The field is now excited. “mRNA technology is transformative for medicine,” Brown said. “Our work provides a new set of design rules for mRNA vaccines and therapeutics.
However, I would like to caution. The more I learn about mRNA vaccines, the more I find out how little we actually know. A year ago, when I was writing the MDPI article, I was confused. For the longest time, I thought it could not be true that I had discovered this foundational gap.

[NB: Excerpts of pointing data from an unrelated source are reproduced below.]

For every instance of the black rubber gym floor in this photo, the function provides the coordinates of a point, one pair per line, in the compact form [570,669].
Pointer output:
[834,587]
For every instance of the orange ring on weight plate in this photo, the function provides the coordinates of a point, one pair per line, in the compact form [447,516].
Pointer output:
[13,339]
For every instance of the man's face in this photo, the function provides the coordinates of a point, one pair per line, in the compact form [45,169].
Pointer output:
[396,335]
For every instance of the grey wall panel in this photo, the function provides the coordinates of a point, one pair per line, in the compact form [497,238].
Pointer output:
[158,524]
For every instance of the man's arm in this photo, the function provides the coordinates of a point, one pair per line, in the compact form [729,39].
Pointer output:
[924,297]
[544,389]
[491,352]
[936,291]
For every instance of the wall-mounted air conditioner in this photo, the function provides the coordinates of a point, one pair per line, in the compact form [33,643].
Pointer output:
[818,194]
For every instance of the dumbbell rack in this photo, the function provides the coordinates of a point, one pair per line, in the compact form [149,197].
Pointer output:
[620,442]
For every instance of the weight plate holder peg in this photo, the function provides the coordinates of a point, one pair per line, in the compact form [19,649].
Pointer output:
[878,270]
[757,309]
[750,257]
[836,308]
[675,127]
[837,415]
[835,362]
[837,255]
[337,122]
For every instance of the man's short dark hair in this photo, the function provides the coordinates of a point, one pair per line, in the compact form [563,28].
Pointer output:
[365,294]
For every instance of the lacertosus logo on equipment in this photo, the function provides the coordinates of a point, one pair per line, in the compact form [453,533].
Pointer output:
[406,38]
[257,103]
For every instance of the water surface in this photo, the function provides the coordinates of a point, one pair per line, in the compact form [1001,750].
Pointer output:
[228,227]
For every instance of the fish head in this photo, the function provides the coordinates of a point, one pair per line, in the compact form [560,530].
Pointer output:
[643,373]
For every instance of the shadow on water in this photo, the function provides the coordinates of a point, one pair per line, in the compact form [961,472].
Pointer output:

Reviewers pushed back, compelling me to scrutinize things deeply. A detailed literature search revealed that, truly, then, this alternative process had been largely ignored in mRNA vaccine studies, despite playing a key role in other platforms, including earlier mRNA self-amplifying technologies.
It is something that keeps unfolding daily — why I have not written much on Substack. From a purely scientific perspective, mRNA vaccines are a gold mine. For many years now, I have not gone a single day without learning something new that was “unexpected.” Accordingly, prior narratives continually get updated as the field seeks to “correct” outdated views.
With these technologies, I seriously doubt that anyone on Earth has a complete grasp of their highly complex mode of operation, which arguably should have been admitted in 2021, before the mass vaccine rollout.
Sadly, some of the aspects I described in my MDPI article also have potential for serious downsides and risks. So far, these have remained widely unexplored....
The gold rush continues. As a scientist, I am thrilled about the progress. I hope all of this will also benefit those who matter the most: individuals!



Thanks for your valuable work! Yes, I also seriously doubt that anyone on Earth, including any drug authority like EMA/FDA/WHO, etc. has a complete grasp of their highly complex mode of operation - yet, humans are subject to experimentation!
Thank You, Siguna! The dates tell the story: Recieved 16 November 2024. Accepted 20 March 2026. Published 29 April 2026.